Vincent Delorme est un grand reporter à la télévision : un baroudeur qui a couvert les grands événements de la planète. Alors qu’il dédicace son dernier livre, il est assassiné d’un coup de revolver. Le tueur s’enfuit en laissant son arme. Pas d’autres indices. L’opinion, les milieux politiques et professionnels sont en émoi, car c’est un journaliste vedette qui vient d’être froidement abattu. L’enquête piétine… jusqu’au moment où l’une de ses consœurs, présentatrice du 20 heures, imagine que c’est dans le livre qu’il dédicaçait que se tient la clef de l’énigme. Ou plutôt entre les lignes de cet ouvrage.

Journalisme en coulisse
Il n’y avait pas pire capharnaüm que la rédaction la nuit.
Elle semblait vitrifiée par une bombe è neutrons qui
aurait détruit les hommes en épargnant les murs. Vidée,
tout restait en l’état, pêle-mêle sur les bureaux, dans un
désordre indigne. À croire que les journalistes étaient à
ce point hantés par l’inexorable marche de l’actualité
qu’ils cherchaient à reprendre le temps, chaque matin,
là où il s’était suspendu pour eux, la veille au soir.
(Extrait)

Voyons d’abord le tableau. Vincent Delorme est un grand reporter de la télé. C’est aussi un écrivain. Alors qu’il dédicace son dernier livre : LE SEIGNEUR DES DOS-PELÉS, il est assassiné d’une balle dans la tête, à bout portant. L’assassin jette le revolver et s’enfuit. C’est tout ce qu’on sait. Pas d’indice, pas de piste, pas d’indication. Même si les hautes autorités prennent très au sérieux l’assassinat d’un journaliste d’aussi haute notoriété, les policiers sont dépassés. Leur rôle dans cette histoire demeurera d’ailleurs plutôt insignifiant.

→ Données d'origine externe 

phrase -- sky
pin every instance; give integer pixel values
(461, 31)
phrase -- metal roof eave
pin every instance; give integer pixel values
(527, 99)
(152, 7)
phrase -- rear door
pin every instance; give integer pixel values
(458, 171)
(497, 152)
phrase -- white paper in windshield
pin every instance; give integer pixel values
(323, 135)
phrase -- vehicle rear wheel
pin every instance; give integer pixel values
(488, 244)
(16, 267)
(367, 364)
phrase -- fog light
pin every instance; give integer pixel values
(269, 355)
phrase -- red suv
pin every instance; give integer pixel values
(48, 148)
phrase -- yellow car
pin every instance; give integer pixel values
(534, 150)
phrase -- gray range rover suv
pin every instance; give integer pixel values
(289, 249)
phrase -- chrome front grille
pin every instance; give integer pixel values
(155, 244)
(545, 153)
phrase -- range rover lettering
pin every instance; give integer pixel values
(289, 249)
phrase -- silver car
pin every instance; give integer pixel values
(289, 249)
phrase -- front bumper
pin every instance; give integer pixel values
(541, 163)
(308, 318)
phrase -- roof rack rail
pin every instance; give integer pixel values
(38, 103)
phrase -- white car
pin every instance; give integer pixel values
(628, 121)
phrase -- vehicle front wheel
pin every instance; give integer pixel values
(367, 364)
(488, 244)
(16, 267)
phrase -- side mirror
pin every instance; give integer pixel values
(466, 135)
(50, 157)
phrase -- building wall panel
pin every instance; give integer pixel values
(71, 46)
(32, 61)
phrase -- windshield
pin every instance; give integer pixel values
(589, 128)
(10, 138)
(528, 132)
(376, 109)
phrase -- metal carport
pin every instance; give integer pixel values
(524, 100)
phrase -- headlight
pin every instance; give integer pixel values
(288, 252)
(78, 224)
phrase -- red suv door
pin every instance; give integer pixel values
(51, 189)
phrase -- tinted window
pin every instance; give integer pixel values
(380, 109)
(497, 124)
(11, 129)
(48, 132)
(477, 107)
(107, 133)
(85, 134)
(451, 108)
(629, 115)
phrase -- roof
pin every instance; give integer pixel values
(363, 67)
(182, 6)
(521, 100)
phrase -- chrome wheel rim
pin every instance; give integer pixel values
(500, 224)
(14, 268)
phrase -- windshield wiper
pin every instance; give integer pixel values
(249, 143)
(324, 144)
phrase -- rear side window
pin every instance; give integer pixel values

Or une journaliste, consœur de Delorme, présentatrice vedette de la télé, Marie-Ange Fournier développe la conviction que la solution de l’énigme se trouve dans le livre de Delorme. Le titre a d’abord attiré son attention : LE SEIGNEUR DES DOS-PELÉS. Il faut savoir que les dos-pelés, aux fins de l’intrigue sont ces vautours charognards qui se nourrissent de cadavres ou qui tournent autour d’une personne ou d’un animal sur le point de mourir.

Cette définition évoque des images qu’on voit souvent dans les albums de Lucky-Luke. Marie-Ange y voit un indice, songeant que Delorme était un journaliste de terrain spécialisé dans le reportage international et envoyé aux quatre coins du monde. Peut-être Delorme s’est-il frotté à une organisation qui n’a pas l’habitude de pardonner l’indiscrétion ou peut-être était-il impliqué dans une affaire louche. Peut-être en savait-il trop…

Intriguée par certains passages du récit :  *…il désignait la duplicité de la politique française, la corruption des grandes compagnies, le rôle déstabilisateur des services secrets, des réseaux barbouzards, les financements occultes. Mais lorsqu’il s’agissait d’en nommer l’origine, on restait sur sa fin.* (Extrait) Marie Ange part en chasse et se lance dans une enquête extrêmement complexe qui dévoilera entre autres un côté obscur et peu flatteur du journalisme. Si je me réfère à la définition des dos-pelés et à cette citation, ce ne sont pas les vautours qui manquent dans le monde.

Ainsi, Marie-Ange Fournier ira de surprise en surprise, tentant de faire éclater une vérité qui pourrait lui coûter très cher.

C’est un livre que j’ai trouvé difficile à lire parce que son développement va dans tous les sens. Le fil conducteur est instable. On sait que Marie-Ange enquête. Lorsque je tombais sur au passage qui avait pour effet de me faire adhérer au récit, subitement, un virage m’amenait dans une autre direction. Pas facile à suivre. Il y a toutefois un point intéressant qui peut retenir l’attention du lecteur, mais c’est en dents de scie : en effet, on découvre assez vite que Marie-Ange avait plus qu’un petit sentiment pour Vincent Delorme, elle en était carrément amoureuse. On connait donc la véritable motivation de Marie-Ange : faire éclater la vérité en souvenir de l’être aimé.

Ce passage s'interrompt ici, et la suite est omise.